If you are just joining us for learning how to Talk the Talk, here is the main idea:
We can’t scold, nag, guilt, or beat our families into healthy submission. It won’t work. A little dialogue will do wonders for getting your crew on board.
Dialogue isn’t about one awkward lecture. It is about using natural events in your family routine to point out how eating right makes a difference, for good or bad.
In a previous post we talked about using the talking point, “Food is Fuel.“ It has helped me teach basic nutrition and feeding concepts to Big P and Middle E. It’s cool to see Big P turn down a lollipop without any helicopter-mommy-pressure because “it’s not good fuel.” Of course pure sugar is fuel – just not premium grade (or nutrient dense.)

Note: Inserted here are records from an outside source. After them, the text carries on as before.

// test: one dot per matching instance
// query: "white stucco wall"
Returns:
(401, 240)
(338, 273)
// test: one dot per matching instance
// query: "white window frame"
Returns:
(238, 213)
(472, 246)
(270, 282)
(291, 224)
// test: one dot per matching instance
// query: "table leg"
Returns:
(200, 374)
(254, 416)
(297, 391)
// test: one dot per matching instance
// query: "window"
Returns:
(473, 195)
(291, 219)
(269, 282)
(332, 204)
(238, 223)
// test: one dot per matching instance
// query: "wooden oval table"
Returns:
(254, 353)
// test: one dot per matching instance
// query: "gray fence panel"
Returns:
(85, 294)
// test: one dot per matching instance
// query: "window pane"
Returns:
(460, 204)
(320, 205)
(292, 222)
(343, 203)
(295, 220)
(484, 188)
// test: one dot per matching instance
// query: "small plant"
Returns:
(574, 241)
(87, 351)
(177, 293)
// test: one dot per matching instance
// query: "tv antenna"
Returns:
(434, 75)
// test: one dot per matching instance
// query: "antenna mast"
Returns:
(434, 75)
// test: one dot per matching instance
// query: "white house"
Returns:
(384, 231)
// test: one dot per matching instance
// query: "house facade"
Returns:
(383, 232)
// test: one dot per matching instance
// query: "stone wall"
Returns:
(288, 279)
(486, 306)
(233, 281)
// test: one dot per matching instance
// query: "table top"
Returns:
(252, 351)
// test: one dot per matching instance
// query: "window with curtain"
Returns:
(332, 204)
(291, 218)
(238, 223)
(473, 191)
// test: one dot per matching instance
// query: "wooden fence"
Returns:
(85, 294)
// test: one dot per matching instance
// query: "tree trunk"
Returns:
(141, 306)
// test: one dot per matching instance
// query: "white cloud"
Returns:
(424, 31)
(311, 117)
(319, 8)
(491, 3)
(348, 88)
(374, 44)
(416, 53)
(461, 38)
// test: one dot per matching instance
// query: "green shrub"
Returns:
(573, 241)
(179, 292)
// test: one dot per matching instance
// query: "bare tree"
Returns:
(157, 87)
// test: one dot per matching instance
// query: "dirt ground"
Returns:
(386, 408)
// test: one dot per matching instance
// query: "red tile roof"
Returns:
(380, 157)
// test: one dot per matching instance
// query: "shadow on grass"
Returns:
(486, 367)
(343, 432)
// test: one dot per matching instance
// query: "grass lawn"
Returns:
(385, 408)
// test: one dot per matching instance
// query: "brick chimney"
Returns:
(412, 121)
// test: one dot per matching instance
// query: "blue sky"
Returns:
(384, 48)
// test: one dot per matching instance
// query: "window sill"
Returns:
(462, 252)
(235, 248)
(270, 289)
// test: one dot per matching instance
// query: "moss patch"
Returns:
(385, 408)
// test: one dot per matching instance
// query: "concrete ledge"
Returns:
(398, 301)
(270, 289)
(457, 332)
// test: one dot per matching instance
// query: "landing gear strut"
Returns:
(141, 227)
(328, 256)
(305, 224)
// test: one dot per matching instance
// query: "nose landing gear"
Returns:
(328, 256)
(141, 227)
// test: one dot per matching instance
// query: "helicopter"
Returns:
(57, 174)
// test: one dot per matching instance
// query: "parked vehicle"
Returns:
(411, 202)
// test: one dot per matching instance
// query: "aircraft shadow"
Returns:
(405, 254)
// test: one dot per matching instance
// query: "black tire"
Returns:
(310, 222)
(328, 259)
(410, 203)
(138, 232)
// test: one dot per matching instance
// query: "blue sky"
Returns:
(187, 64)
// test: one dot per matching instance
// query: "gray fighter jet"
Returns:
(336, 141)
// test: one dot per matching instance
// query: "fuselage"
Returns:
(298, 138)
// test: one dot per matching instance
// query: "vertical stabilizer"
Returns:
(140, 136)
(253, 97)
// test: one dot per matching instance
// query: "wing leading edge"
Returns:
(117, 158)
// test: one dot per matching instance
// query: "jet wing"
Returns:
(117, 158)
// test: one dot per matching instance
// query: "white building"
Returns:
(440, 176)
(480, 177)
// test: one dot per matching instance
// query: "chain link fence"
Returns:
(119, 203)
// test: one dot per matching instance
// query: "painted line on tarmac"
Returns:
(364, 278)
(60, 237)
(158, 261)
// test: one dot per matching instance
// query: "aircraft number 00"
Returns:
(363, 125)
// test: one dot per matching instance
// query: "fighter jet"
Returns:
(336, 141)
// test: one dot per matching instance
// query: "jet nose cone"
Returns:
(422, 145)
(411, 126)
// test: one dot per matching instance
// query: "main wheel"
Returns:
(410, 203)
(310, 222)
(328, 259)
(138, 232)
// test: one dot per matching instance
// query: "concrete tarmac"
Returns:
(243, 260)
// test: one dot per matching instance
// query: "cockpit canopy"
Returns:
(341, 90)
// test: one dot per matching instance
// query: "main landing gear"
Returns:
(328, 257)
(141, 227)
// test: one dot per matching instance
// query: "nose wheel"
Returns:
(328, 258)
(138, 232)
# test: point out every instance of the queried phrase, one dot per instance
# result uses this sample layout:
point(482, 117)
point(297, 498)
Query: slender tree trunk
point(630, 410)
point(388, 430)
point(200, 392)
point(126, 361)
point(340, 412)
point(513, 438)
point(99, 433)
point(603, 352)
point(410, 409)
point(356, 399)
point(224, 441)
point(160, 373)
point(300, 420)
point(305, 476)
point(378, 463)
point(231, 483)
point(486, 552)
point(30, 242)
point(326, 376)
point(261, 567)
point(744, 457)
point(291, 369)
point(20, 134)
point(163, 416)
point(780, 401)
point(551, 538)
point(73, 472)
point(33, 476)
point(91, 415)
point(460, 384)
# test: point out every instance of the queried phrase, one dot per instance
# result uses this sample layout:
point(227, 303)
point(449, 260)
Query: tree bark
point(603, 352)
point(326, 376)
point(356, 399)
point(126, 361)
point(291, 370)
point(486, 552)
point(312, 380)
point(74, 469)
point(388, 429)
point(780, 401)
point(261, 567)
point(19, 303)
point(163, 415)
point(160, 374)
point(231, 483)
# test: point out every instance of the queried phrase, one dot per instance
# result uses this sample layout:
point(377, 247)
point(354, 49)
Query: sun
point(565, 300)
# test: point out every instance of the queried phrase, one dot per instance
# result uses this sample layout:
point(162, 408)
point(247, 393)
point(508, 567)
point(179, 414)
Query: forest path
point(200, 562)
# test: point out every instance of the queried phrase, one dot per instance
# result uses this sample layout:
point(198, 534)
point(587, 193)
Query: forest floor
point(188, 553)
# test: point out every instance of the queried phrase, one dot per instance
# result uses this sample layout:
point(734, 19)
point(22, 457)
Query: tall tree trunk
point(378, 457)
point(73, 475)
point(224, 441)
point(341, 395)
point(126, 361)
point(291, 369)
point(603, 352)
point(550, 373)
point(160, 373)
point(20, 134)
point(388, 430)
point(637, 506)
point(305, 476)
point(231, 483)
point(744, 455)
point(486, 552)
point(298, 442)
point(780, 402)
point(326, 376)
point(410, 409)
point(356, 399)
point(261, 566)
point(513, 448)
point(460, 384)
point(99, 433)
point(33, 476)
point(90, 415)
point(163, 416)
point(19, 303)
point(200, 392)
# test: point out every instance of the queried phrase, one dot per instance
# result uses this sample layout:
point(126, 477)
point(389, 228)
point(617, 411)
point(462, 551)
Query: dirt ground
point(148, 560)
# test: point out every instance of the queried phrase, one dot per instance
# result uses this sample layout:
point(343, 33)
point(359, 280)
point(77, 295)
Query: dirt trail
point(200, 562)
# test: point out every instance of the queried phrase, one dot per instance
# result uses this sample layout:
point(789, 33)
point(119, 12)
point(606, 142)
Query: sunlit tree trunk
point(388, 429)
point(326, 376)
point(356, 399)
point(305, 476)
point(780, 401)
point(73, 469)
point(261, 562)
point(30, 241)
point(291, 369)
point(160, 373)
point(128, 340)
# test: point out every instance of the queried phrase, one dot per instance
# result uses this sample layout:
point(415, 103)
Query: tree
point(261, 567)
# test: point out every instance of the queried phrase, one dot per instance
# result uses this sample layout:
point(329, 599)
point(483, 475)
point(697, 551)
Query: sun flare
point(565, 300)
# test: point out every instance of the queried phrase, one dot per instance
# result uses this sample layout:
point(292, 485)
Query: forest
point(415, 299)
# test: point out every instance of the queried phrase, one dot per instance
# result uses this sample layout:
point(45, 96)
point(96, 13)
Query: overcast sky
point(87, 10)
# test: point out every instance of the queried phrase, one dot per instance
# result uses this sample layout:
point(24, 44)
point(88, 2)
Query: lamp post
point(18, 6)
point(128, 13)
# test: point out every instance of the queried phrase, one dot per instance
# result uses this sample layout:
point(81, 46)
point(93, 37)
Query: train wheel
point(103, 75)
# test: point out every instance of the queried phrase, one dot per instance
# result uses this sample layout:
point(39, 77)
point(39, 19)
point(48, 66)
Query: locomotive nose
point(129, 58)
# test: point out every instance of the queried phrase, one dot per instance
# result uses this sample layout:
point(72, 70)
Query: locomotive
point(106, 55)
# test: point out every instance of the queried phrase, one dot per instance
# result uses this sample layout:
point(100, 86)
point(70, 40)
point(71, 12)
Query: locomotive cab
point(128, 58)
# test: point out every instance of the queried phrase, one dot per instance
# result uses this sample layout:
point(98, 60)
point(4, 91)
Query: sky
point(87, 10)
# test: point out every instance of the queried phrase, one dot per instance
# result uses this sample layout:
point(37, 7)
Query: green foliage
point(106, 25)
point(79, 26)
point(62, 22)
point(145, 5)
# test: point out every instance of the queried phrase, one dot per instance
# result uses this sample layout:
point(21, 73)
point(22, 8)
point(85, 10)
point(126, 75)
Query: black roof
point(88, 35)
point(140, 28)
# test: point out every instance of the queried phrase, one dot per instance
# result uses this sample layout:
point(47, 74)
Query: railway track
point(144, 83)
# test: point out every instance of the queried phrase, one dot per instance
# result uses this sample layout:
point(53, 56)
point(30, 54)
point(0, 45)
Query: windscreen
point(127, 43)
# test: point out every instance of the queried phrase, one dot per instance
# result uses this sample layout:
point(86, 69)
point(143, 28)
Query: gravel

Start with these two talking points:
- Talking Point #1: Food is Fuel
- Talking Point #2: Listen to Your Body
Here’s a bit more about the second talking point, “Listen to Your Body.” I used this line constantly when teaching my boys to use the toilet. Please laugh. It was such a great ally in teaching them to respond to that feeling.
Here’s how it works with food:
This talking point helps create more self- awareness for their body. They learn to pay attention to hunger cues and stop eating when they are satisfied not stuffed. It also works well when reminding kids to drink water.
Our culture supports eating at literally every event and venue. It can cause us to eat just to eat and not because we are hungry. At home we sometimes dish out food and expect them to eat all of it. If they don’t – they fear losing out on dessert or worse, the guilt of hurting Mom’s feelings. It can easily turn into a battle of wills. Let’s remove guilt and pressure from the table. According to Registered Dietician and Blogger, Maryann Tomovich Jacobsen, children go through several growth spurts and are good at self-regulating how much food they need.
Here are a few ideas to get you started:
- When your child hasn’t touched their plate, gently ask, “What is your body telling you? Are you full? Or would you like to try some?” Be happy with one bite.
- If your children are old enough to successfully wield a spoon, serve your meal ‘family style.’ Let your children serve themselves. You can ask a few times through the meal, “How do you feel?”
- If your child mentions they are thirsty, you can reply, “Oh, you’re thirsty. That’s just your body telling you it needs water.”
Recently Big P was lying across two chairs, clearly uncomfortable. He explained to me, “I ate too much watermelon!” This was a great moment for us to talk about slowing down a bit and listening to… you guessed it…his body.
Why do these talking points work? They are easy to remember and they are excellent reminders for both moms and kids.
Good Luck! Keep the Don’t Panic Mom Community posted on your progress!